La vitesse, l’urgence du dire et du faire en constituent la base rythmique. Ils ne marchent pas, ils courent. Comme si c’était le dernier spectacle avant la fin (de leur jeunesse, de leur histoire, du monde), comme si c’était le dernier sprint rieur avant la catastrophe. Quelle catastrophe ? L’arrivée au pouvoir de Marine Le Pen (on lui plante en pleine tête des couteaux comme dans un spectacle de foire) ? L’arrivée de la belle-mère au train de 22h47 ? L’engloutissement des continents sous la fonte des pôles ? La mort du chien bien-aimé ? L’augmentation du demi bière pression ? La montée des nationalismes ? Et les réfugiés, ils sont où les réfugiés ? Et mon t-shirt, il est où mon t-shirt ? Tout ne se vaut pas mais tout se mêle. Le spectacle est déjà ailleurs car une chose est sûre, plus sûre que la démocratie parlementaire : une revue chasse l’autre. Laissant le spectateur souffler entre deux déferlements.
Revues et reprises
Ce spectacle puise sa structure dans le music-hall et ses revues au rythme soutenu. Cela commence par une « revue d’habits » (présentée comme la fin et donc le clou du spectacle, et cela vous dévaste d’entrée de jeu), cela se termine par le début : « une revue d’amour ». Entre-temps, il y aura eu d’autres revues, des touches « réussi », « raté » ou « stop » ou « elle dit » ou « il dit », des « reprises » comme l’histoire à épisodes d’une porte close ou celle d’un coin cuisine.
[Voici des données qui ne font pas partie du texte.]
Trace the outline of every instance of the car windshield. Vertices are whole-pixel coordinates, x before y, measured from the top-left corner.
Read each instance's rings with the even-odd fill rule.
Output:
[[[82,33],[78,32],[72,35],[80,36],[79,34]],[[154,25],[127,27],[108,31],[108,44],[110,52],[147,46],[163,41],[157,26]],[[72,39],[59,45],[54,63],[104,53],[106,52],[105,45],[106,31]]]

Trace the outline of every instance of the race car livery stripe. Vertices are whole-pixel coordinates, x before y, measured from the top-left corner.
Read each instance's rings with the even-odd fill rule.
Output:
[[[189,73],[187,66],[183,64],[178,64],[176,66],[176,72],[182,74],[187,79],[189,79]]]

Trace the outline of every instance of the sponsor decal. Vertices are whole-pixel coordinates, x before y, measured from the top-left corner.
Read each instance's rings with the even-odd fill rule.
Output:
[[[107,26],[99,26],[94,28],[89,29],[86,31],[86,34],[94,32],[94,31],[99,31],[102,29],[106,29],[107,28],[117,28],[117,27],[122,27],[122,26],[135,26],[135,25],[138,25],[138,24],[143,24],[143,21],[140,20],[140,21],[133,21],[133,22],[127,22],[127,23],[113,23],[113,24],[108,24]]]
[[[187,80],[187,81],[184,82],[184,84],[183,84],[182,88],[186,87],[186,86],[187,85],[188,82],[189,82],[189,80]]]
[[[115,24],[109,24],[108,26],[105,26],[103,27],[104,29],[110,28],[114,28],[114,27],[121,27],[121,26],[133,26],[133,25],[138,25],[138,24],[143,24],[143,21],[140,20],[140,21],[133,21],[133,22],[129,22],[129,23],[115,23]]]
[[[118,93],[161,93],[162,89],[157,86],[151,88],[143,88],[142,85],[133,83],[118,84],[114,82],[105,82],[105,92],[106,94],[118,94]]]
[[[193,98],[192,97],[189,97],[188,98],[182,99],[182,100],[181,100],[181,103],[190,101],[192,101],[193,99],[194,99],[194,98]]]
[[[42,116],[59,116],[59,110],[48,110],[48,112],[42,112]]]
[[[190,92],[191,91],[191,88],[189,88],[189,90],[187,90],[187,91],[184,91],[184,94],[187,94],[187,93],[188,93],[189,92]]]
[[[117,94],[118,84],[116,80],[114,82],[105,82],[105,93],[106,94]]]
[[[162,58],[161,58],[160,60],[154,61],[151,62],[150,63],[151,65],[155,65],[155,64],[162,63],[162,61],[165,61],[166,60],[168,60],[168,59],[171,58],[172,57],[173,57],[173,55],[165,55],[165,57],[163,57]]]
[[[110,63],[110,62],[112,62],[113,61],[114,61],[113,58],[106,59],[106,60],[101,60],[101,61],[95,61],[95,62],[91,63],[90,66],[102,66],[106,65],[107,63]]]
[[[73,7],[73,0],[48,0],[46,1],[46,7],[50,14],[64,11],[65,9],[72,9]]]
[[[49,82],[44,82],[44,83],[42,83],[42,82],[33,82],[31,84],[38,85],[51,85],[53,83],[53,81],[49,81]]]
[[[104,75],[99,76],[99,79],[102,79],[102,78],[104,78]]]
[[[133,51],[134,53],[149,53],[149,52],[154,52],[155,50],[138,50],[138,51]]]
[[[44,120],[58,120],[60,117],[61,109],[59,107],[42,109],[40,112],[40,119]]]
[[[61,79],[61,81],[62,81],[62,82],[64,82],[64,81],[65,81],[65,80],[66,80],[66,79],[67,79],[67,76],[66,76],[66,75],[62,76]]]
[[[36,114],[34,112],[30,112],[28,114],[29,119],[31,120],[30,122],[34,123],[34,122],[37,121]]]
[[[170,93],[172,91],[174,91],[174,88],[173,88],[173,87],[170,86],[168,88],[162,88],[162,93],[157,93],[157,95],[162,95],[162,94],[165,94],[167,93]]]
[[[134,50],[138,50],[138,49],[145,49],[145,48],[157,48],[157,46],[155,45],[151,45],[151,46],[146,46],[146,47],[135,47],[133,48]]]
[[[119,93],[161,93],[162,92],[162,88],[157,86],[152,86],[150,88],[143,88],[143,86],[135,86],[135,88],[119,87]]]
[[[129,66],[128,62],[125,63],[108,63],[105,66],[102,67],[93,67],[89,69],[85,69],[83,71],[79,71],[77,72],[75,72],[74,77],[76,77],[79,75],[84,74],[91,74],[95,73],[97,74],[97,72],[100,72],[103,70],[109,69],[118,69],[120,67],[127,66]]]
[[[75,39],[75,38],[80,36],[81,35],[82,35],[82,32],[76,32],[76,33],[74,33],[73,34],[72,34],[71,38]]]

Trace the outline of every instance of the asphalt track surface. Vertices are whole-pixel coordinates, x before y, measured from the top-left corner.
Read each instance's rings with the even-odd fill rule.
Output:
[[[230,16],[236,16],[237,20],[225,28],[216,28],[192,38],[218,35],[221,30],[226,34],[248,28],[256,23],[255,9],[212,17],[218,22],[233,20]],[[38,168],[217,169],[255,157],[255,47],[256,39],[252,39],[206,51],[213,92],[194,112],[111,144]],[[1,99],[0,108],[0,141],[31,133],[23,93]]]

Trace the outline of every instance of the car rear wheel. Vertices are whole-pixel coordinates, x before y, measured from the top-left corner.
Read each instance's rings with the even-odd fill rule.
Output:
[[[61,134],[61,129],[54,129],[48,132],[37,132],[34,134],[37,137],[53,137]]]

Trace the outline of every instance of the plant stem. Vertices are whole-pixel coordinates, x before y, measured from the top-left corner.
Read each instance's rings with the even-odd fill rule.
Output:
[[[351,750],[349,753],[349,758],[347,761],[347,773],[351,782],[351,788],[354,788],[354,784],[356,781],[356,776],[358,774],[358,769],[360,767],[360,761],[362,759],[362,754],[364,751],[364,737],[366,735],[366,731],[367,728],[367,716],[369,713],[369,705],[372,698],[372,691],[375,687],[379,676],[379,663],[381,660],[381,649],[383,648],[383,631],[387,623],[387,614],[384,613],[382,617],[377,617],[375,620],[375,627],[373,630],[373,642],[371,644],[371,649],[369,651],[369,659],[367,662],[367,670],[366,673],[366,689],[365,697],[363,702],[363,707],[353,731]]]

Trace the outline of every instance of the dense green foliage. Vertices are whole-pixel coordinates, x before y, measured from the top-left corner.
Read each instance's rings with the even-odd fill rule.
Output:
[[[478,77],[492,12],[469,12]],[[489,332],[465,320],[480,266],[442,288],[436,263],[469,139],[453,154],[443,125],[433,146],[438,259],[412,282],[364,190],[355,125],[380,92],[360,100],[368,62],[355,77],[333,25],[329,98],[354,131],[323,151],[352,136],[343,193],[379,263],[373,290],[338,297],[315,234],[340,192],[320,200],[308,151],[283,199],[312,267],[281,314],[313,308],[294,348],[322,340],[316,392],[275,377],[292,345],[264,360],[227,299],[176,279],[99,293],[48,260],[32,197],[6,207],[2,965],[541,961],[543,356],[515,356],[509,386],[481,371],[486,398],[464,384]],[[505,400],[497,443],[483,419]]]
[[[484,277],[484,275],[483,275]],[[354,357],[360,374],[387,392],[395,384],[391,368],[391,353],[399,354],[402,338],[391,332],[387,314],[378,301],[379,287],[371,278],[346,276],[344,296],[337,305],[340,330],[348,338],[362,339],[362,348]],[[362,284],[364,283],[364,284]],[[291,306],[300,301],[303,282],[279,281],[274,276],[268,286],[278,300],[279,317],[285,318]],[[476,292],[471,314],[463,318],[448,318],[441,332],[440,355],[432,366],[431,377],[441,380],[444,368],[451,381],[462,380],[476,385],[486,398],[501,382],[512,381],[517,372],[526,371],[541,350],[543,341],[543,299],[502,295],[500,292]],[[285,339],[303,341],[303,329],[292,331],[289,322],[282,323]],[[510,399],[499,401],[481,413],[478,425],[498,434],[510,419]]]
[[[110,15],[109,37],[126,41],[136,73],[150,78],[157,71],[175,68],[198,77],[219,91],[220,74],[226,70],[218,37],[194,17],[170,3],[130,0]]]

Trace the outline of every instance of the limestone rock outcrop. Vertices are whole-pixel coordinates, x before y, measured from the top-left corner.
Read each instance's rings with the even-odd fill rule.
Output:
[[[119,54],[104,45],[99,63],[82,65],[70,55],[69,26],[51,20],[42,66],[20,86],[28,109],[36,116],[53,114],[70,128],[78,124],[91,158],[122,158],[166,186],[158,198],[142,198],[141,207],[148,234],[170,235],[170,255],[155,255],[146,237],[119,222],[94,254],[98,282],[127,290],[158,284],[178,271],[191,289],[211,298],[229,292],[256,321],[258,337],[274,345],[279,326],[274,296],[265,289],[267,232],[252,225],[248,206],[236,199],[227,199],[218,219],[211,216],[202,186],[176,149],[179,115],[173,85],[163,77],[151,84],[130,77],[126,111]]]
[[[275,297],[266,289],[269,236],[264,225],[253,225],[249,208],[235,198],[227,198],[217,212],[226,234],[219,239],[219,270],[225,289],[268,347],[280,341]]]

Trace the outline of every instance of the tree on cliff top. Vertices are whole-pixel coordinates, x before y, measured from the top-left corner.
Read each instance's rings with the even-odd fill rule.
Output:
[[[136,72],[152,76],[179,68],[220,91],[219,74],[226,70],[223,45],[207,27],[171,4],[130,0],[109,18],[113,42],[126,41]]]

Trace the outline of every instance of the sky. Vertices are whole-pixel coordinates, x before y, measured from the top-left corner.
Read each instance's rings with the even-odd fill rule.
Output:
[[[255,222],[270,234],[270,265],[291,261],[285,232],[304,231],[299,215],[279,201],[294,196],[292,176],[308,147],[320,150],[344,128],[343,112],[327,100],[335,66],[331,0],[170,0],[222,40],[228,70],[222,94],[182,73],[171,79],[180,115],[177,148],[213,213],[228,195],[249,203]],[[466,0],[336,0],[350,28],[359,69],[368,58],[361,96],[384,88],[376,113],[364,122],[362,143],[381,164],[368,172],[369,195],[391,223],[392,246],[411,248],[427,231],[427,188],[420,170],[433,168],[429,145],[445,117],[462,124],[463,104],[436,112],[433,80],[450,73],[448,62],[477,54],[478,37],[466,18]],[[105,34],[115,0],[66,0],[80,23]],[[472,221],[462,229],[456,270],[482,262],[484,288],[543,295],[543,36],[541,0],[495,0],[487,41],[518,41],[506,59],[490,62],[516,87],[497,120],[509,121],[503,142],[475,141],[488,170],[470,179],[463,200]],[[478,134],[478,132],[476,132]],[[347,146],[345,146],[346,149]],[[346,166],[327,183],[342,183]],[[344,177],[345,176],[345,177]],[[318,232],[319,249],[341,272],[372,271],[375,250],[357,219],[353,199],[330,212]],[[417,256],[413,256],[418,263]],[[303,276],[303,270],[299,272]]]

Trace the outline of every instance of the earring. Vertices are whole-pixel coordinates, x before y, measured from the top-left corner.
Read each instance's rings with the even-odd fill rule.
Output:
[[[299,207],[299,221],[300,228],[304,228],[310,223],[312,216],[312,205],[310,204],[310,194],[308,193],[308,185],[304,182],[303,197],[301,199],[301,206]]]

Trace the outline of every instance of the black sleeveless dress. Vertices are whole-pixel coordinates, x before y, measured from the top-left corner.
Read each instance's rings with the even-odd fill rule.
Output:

Amateurs de décors propices aux belles images : s’abstenir. On se croirait dans un vide-grenier ou bien devant une enfilade de tables dressées dans les coulisses de l’Opéra de Paris où seraient disposés les accessoires hétéroclites d’une superproduction. Entre les longues tables qui vont du fond de la scène à la face, des couloirs où, à chaque début de revue, les deux acolytes déboulent à donf. La revue finie (il y en a dix), des machinistes déboulent des gradins pour faire le ménage. Car ça valdingue dur. On casse des assiettes, on envoie des pluies d’étoiles, on jonche le sol de vêtements, on accroche des sacs prisu à un palan, on remet en place une valise jamais ouverte, on déplace un cercueil en carton.
Souvent Vimala chante, des fredaines d’enfance, des bonbons d’amour, des incongruités à la Boris Vian. Tsirihaka joue de la trompette ou pianote debout. De plus, tous les deux actionnent les panneaux lumineux édictant les règles de la revue en cours. Une régie de plateau diabolique de tous les instants qu’ils accomplissent à un train d’enfer. On voit même, à un moment tournoyant du spectacle, Vimala Pons, raquette et balles en main, effectuer une série d’aces contre un panneau, un geste d’une perfection digne du court n°1 de Roland Garros. C’est peut-être cela, le génie de ce spectacle imparable et généreux : il semble constamment improvisé, débordé par ce qu’il met en place ; en même temps les deux énergumènes maîtrisent diaboliquement tout, même ce qu’ils n’avaient pas prévu. Et c’est ainsi que Grande est grand.
Au CentQuatre avec le Théâtre de la Ville, 20h30, dim 17h, jusqu’au 26 janvier ;
Le Prato, Lille, les 15 et 16 mars ;
Comédie de Caen, les 21 et 22 mars ;
Le Monfort théâtre, Paris, du 18 avril au 6 mai ;
Le Maillon / TNS, à Strasbourg, les 18 et 19 mai ;
Bonlieu, Scène nationale d’Annecy, les 23 et 24 mai ;
Les Subsistances, Lyon, du 15 au 17 juin.